12. A vector comprising the nucleic acid molecule of claim 11, which is DNA.

13. A host cell transformed with the vector of claim 12.

14. The host cell of claim 13, wherein the host cell is a mammalian cell.

15. A method of producing a binding protein according to any one of claims 1 to 10, comprising the steps of: culturing the host cell of claim 13 or 14 under suitable culture conditions and recovering the produced binding protein from the culture medium or from the cultured host cell.

16. Use of a binding protein according to any one of claims 1 to 10 in the manufacture of a diagnostic agent or kit for the diagnosis of breast, lung, ovarian, lung adenocarcinoma or colorectal cancer.

17. A method of detecting CA15-3 in a test sample, comprising:

a) Contacting the CA15-3 antigen in the test sample with the binding protein of any one of claims 1-10 under conditions sufficient for an antibody/antigen binding reaction to occur to form an immune complex; and

b) Detecting the presence of the immune complex, the presence of the complex being indicative of the presence of the CA15-3 in the test sample;

the method is not directed to the diagnosis or treatment of a disease.

18. The method of claim 17, wherein in step a) the immunocomplex further comprises a second antibody, the second antibody binding to the binding protein.

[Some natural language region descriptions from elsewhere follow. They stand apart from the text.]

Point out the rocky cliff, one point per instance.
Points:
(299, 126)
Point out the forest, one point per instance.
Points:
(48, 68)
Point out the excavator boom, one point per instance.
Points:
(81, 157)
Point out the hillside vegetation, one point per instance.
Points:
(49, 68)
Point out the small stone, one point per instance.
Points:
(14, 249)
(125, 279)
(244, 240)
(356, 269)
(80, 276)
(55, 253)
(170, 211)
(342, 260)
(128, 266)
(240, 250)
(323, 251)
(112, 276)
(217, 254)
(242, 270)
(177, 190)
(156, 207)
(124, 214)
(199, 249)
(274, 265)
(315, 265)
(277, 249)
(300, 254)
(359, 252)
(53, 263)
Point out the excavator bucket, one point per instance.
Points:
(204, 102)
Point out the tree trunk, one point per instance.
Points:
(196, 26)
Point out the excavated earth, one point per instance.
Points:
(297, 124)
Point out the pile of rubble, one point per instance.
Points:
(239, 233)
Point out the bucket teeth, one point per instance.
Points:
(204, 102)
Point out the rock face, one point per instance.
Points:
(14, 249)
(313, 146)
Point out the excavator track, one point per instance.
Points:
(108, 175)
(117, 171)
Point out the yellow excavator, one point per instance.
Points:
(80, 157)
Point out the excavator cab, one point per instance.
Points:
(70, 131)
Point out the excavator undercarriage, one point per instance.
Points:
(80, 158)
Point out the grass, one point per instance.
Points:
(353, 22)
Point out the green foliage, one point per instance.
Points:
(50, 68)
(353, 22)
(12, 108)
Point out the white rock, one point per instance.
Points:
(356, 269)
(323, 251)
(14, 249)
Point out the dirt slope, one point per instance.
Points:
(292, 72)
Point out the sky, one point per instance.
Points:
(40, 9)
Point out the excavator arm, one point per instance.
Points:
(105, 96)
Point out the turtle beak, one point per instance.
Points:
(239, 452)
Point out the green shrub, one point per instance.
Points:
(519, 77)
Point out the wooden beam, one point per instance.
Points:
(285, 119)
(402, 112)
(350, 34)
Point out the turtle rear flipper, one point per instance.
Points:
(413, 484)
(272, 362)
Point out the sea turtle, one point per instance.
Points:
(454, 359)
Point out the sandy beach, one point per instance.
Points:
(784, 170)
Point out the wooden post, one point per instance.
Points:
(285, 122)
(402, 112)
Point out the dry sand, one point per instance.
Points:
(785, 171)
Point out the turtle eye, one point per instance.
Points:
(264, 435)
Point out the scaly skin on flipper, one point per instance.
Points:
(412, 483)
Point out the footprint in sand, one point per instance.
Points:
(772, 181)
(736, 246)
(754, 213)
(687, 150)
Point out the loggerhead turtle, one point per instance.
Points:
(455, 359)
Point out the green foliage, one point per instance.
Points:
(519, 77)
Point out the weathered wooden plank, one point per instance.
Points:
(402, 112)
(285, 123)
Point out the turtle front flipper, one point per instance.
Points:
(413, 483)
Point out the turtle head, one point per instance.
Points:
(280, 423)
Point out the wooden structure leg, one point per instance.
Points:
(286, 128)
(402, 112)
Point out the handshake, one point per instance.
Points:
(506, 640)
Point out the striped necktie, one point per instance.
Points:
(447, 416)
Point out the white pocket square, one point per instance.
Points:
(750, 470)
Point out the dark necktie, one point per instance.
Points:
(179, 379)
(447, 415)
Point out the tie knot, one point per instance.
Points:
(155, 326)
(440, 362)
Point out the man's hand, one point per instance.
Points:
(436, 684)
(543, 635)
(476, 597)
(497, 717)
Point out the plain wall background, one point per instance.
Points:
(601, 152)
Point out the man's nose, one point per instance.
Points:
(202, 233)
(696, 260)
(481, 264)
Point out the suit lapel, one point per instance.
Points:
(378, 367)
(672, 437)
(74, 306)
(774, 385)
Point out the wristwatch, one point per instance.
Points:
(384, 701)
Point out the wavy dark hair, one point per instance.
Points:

19. The method of claim 17, wherein in step a) the immune complex further comprises a second antibody, which binds to the CA15-3.

20. A reagent or kit comprising the binding protein of any one of claims 1 to 10.

21. The reagent or kit of claim 20, further comprising a pharmaceutically acceptable excipient.

22. The reagent or kit of claim 20, wherein the reagent or kit further comprises: one or more of a buffer, a stabilizer, and a diluent.

23. The reagent or kit of claim 20, further comprising a pharmaceutically acceptable carrier.